Determine Vo and ID for the network of Fig. 2.163.FIG. 2.163

Determine the value of voltage \(V_{o}\).

Apply Kirchhoff's Current Law at node \(V_{o}\).

\(\frac{V_{o}}{2 \times 10^{3}}+\frac{V_{o}-(-0.7)-10}{2 \times 10^{3}}+\frac{V_{o}-(-1.2)-10}{2 \times 10^{3}}=0\)

\(\frac{V_{o}}{2 \times 10^{3}}+\frac{V_{o}-9.3}{2 \times 10^{3}}+\frac{V_{o}-8.8}{2 \times 10^{3}}=0\)

\(\frac{V_{o}+\left(V_{o}-9.3\right)+\left(V_{o}-8.8\right)}{2 \times 10^{3}}=0\)

\(V_{o}+\left(V_{o}-9.3\right)+\left(V_{o}-8.8\right)=0\)

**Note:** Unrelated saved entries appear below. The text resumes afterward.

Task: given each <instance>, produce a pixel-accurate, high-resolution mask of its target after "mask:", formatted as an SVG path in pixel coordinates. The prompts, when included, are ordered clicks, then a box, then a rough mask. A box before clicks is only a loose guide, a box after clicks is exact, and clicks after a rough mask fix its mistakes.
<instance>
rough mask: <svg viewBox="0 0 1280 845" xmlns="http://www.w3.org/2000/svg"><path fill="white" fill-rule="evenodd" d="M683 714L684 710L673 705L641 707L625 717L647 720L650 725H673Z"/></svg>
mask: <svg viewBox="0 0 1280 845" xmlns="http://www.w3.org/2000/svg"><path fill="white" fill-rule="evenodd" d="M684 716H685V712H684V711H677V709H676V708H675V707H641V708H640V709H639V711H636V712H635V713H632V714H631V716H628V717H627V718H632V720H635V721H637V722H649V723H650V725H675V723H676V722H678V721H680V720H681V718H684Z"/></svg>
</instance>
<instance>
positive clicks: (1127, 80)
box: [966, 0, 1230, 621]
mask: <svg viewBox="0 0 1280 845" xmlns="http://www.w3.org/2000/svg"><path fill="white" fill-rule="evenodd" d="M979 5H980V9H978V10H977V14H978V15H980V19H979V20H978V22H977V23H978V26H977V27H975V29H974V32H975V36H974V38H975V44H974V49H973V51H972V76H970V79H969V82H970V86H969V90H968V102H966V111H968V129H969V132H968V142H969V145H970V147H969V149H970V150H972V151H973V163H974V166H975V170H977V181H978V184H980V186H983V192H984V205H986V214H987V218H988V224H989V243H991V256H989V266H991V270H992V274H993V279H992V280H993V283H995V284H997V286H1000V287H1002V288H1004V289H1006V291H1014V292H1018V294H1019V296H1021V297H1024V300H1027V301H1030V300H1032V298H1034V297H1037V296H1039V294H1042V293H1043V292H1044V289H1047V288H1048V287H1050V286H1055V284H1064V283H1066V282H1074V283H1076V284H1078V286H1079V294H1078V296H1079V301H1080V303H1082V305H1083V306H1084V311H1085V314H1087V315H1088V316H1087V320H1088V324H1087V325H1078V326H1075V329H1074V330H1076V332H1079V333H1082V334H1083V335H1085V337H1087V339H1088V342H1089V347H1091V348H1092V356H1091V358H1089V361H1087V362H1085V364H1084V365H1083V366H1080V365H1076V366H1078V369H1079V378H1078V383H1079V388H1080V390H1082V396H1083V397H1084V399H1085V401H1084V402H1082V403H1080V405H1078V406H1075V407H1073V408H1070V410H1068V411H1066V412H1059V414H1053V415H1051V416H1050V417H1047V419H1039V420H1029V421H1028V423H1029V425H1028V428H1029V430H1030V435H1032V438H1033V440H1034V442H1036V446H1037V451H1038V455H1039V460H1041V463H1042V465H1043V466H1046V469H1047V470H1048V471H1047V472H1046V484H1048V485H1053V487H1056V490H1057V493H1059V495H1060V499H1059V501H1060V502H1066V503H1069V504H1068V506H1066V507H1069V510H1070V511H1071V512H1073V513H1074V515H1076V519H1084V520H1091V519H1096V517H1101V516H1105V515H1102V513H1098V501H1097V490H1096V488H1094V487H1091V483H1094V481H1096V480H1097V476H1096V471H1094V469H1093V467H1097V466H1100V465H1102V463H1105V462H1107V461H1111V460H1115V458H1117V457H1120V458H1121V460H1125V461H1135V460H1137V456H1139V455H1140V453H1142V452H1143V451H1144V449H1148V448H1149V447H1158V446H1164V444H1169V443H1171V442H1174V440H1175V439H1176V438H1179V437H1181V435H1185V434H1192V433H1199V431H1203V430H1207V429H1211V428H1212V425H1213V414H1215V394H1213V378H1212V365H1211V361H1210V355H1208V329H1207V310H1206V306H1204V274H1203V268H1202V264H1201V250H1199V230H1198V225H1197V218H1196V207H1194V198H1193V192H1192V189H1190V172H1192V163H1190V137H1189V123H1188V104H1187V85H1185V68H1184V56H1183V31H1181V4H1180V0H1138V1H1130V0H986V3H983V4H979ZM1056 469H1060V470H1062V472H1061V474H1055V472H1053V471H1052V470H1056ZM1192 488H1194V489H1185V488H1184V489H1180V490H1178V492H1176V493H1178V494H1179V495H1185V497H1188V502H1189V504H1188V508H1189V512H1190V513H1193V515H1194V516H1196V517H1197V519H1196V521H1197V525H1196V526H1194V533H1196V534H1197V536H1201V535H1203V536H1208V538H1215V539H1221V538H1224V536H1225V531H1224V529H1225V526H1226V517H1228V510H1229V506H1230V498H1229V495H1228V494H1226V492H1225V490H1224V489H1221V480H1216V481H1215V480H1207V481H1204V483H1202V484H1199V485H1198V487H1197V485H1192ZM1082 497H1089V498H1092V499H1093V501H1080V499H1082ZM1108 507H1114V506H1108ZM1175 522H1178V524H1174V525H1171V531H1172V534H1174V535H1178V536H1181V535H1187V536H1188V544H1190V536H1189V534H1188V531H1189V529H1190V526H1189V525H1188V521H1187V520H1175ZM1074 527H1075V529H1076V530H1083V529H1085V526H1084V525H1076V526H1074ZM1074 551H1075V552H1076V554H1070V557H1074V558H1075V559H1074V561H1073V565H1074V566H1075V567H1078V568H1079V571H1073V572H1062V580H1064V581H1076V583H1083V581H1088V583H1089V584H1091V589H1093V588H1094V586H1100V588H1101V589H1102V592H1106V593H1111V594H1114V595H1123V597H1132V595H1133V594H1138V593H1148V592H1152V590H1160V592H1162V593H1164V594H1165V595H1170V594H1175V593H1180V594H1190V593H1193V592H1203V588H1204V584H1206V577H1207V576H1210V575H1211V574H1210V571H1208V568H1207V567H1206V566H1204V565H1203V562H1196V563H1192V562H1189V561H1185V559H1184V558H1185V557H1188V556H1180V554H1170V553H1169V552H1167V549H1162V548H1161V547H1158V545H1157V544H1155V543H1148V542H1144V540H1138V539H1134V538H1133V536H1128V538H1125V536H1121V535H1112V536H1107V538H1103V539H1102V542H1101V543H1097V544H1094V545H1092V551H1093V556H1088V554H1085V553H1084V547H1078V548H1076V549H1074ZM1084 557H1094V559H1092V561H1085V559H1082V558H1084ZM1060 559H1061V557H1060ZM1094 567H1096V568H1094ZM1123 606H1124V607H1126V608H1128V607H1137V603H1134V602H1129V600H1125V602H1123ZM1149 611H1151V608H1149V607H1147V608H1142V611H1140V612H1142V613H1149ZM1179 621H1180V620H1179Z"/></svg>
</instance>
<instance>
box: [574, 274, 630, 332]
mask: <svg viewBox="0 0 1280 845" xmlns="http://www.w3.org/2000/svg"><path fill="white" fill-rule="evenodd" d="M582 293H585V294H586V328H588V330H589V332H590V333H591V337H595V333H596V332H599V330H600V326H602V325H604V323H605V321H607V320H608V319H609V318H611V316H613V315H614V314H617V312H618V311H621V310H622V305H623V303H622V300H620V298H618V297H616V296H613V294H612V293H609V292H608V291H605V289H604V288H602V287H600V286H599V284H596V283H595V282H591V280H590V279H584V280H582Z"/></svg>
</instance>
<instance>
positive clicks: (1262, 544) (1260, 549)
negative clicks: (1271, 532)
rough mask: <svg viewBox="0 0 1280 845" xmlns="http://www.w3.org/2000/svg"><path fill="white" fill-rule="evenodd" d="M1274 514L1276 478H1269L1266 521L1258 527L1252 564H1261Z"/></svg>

Further simplification as follows,

\(3 V_{o}-18.1=0\)

\(3 V_{o}=18.1\)

\(V_{o}=\frac{18.1}{3}\)

\(V_{o}=6.03 \mathrm{~V}\)

Thus, the value of voltage, \(V_{o}\) is \(6.03 \mathrm{~V}\).

Determine the value of current \(I_{D}\).

\(I_{D}=\frac{10-(0.7)-V_{o}}{2 \times 10^{3}}\)

Substitute \(6.03 \mathrm{~V}\) for \(V_{o}\) in the equation.

\(\begin{aligned} I_{D} &=\frac{10-(0.7)-(6.03)}{2 \times 10^{3}} \\ &=\frac{3.27}{2 \times 10^{3}} \\ &=1.635 \times 10^{-3} \\ &=1.635 \mathrm{~mA} \end{aligned}\)

Thus, the value of current, \(I_{D}\) is \(1.635 \mathrm{~mA}\).